Unfortunately I fail to see the purpose of the const_wrapper struct. Does it have something to do with the comment at the top, which states "A hashed string is a compile-time tool..."?

I am also unsure about what the comments that appears above the template functions mean, which state "Forcing template resolution avoids implicit conversions." Is anyone able to explain this?

Finally, it is interesting to note how this class is used by another class that maintains an std::unordered_map of the following type: std::unordered_map<hashed_string, Resource>

This other class offers a member function to add resources to the map using strings like keys. A simplified view of its implementation looks like this:

bool addResource(hashed_string id, Resource res)
{
    // ...
    resourceMap[id] = res;
    // ...
}

My question here is: what is the advantage of using hashed_strings as the keys to our map instead of std::strings? Is it more efficient to work with numeric types like hashed_strings?

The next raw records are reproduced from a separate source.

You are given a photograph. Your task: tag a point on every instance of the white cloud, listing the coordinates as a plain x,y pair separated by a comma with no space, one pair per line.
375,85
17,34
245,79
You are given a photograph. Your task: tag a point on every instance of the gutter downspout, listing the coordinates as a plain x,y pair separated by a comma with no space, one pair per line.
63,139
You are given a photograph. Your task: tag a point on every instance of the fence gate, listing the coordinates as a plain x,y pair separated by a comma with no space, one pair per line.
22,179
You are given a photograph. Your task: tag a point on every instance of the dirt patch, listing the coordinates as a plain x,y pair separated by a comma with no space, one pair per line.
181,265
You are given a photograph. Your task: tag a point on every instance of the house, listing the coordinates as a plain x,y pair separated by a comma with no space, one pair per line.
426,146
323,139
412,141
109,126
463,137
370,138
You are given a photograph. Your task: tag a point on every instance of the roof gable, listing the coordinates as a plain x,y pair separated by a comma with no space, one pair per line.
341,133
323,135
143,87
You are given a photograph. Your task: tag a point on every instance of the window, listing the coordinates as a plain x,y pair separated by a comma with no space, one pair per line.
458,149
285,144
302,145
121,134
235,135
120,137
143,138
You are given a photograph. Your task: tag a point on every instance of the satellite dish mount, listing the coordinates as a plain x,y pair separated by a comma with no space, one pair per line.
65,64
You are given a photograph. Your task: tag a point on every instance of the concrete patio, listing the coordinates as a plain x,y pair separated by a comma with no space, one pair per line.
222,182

Thank you for any information. Studying this class has helped me learn so much.

回答1:

The author is trying to help you avoid accidental performance problems that happen when you repeatedly hash strings. Since hashing strings is expensive, you probably want to do it once and cache it somewhere. If they have an implicit constructor, you could hash the same string repeatedly without knowing or intending to do so.

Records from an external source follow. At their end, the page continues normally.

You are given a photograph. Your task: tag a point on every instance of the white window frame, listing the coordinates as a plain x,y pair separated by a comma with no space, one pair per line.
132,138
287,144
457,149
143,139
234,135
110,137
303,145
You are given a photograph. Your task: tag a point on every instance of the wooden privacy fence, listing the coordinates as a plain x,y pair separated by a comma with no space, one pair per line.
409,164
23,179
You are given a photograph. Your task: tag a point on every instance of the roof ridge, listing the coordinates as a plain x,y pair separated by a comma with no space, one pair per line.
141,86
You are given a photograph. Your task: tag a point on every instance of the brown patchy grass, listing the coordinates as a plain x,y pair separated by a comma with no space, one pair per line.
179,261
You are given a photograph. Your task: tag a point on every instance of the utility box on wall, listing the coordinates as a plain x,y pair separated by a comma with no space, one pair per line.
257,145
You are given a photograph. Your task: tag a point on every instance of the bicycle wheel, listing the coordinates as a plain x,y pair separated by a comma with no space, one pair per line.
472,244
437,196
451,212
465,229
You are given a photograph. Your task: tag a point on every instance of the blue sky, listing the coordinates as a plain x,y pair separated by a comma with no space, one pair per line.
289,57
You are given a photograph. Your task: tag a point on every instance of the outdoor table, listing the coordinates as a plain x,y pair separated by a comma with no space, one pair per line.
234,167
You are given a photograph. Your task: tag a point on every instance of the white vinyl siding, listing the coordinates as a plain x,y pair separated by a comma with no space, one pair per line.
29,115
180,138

So the library provides implicit construction for string literals, which can be computed at compile-time via constexpr but explicit construction for const char* in general since those can't generally be done at compile-time and you want to avoid doing it repeatedly or accidentally.

Consider:

void consume( hashed_string );

int main()
{
    const char* const s = "abc";
    const auto hs1 = hashed_string{"my.png"}; // Ok - explicit, compile-time hashing
    const auto hs2 = hashed_string{s};        // Ok - explicit, runtime hashing

    consume( hs1 ); // Ok - cached value - no hashing required
    consume( hs2 ); // Ok - cached value - no hashing required

    consume( "my.png" ); // Ok - implicit, compile-time hashing
    consume( s );        // Error! Implicit, runtime hashing disallowed!
                         // Potential hidden inefficiency, so library disallows it.
}

If I remove the last line, you can see how the compiler applies the implicit conversions for you at C++ Insights:

consume(hashed_string(hs1));
consume(hashed_string(hs2));
consume(hashed_string("my.png"));

But it's refusing to do so for the line consume(s) because of the implict/explicit constructors.

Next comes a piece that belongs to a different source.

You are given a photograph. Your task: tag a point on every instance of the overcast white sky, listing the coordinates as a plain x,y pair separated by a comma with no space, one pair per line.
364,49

Note, however, this attempt at protecting the user isn't foolproof. If you declare your string as an array rather than as a pointer, you can accidentally re-hash:

const char s[100] = "abc";
consume( s );  // Compiles BUT it's doing implicit, runtime hashing. Doh.

// Decay 's' back to a pointer, and the library's guardrails return
const auto consume_decayed = []( const char* str ) { consume( str ); }
consume_decayed( s ); // Error! Implicit, runtime hashing disallowed!

This case is less common, and such arrays typically get decayed into pointers as they are passed to other functions, which would then behave as above. The library could conceivably enforce compile-time hashing for string literals with if constexpr and the like and forbid it for non-literal arrays like s above. (There's your pull request to give back to the library!) [See comments.]

To answer your final question: The reasons for doing this are to have faster performance for hash-based containers like std::unordered_map. It minimizes the number of hashes you have to do by computing the hash once and caching it inside the hashed_string. Now, a key lookup in the map just has to compare the pre-computed hash values of the keys and the lookup string.